Publié le 09/12/2025

Un article issue de la revue n°57 “Célébrer la Solidarité, des clés pour continuer d’agir”

Photo : Asid Kelo

Un entretien réalisé avec Jean-François Fillaut

Jean-François Fillaut est Directeur de la SCOP ESPERE et également administrateur de Centraider.

La SCOP ESPERE est un cabinet coopératif engagé dans les transitions sociales et environnementales depuis 2004 :
c'est une entreprise singulière ancrée localement mais tournée vers le monde qui fait, du lien entre économie, solidarité et développement durable, son moteur d'action.
Depuis plus de quinze ans, ESPERE met cette approche en pratique, notamment à travers sa filiale sénégalaise PROPLAST Industrie au Sénégal, qui associe acteurs publics, privés et associatifs autour d'un objectif commun : transformer la gestion des déchets en levier de développement territorial.

Les dynamiques de développement international évoluent aujourd'hui vers une approche plus intégrée, où collectivités, ONG, associations et entreprises apprennent à conjuguer leurs compétences. Dans ce mouvement, les acteurs économiques ne remplacent pas les dispositifs existants : ils les complètent, en apportant des savoir-faire techniques, une logique de durabilité et de pérennité financière, et une capacité d'innovation qui leurs sont propres.
C'est dans cet esprit que la SCOP ESPERE, société coopérative engagée dans la transition écologique et sociale, s'est associée à des partenaires sénégalais pour contribuer à la structuration de PROPLAST Industrie, première société ouest-africaine de recyclage du plastique.

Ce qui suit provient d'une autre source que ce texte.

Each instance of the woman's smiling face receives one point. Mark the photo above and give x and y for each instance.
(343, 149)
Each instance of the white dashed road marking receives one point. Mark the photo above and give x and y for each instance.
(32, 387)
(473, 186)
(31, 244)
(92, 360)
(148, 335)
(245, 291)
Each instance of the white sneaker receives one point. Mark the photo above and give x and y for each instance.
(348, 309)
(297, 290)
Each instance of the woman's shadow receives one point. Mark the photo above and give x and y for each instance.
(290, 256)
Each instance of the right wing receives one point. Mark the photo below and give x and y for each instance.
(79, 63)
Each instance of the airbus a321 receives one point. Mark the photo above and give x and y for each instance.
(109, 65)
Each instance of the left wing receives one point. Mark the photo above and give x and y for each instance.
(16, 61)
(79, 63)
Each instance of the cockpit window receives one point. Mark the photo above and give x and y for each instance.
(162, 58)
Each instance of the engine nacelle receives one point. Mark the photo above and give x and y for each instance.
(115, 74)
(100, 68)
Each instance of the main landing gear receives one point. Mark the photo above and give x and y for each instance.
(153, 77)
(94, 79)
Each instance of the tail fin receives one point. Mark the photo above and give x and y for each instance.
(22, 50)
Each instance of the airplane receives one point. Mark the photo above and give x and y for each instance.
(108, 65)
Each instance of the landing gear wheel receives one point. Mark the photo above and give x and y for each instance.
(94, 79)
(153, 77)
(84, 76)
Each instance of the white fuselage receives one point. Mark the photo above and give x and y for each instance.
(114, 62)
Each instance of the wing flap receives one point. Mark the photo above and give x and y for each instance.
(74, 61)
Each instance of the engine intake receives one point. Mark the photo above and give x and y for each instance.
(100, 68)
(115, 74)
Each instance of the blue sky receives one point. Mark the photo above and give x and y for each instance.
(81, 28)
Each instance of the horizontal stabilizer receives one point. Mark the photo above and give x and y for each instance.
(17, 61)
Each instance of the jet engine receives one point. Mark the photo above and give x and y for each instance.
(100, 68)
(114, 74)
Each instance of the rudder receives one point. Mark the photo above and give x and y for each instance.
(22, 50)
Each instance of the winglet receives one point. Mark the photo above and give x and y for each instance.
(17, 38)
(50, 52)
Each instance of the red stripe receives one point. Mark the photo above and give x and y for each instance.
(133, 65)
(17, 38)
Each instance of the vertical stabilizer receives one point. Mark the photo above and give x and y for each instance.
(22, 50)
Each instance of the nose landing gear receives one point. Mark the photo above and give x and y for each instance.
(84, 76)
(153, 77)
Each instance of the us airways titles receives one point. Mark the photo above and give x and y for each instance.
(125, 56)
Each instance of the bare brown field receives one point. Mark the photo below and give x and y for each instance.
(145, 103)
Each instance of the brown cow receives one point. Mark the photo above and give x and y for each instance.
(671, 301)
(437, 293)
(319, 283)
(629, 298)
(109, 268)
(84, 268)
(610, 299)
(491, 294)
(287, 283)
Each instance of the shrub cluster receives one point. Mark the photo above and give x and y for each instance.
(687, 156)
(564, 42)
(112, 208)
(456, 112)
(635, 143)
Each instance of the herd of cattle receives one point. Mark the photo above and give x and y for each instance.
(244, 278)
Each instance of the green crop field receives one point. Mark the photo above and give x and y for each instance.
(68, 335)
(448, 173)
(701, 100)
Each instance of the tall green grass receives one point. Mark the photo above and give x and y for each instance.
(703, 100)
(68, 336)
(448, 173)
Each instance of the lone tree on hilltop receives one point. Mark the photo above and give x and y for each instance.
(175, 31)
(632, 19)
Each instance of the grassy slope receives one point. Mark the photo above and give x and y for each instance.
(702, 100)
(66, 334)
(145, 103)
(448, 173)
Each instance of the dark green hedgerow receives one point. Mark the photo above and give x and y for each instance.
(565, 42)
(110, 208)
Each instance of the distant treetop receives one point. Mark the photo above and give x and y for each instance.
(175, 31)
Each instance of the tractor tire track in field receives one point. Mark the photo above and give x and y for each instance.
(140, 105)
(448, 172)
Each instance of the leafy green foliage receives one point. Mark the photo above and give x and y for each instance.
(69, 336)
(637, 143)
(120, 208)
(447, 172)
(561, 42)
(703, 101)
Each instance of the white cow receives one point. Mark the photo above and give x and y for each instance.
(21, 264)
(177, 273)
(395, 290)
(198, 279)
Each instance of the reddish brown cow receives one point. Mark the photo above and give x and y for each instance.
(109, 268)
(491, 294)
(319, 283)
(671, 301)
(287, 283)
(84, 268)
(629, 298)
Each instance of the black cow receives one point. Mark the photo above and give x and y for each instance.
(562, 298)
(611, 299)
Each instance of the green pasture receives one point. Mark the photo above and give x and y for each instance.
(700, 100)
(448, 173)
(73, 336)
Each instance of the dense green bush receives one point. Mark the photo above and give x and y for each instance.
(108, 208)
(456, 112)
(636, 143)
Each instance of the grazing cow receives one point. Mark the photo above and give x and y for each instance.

Ce projet illustre comment un acteur économique peut contribuer à des dynamiques locales de développement, en travaillant en synergie avec les ONG, les collectivités et les institutions publiques : « Notre approche consiste à construire des passerelles entre des mondes qui, longtemps, ont évolué séparément. L'entreprise n'est pas un acteur extérieur au développement : elle en est une composante à part entière », explique Jean-François Fillaut,
directeur d'ESPERE.

Un projet né de la coopération entre acteurs locaux et internationaux

PROPLAST trouve son origine dans une initiative portée par des groupements féminins de Thiès au Sénégal à la fin des années 1990, appuyée par l'ONG italienne LVIA. Face à la pollution plastique qui compromettait leurs activités agricoles, ces femmes ont mis en place des actions de collecte et de valorisation des déchets.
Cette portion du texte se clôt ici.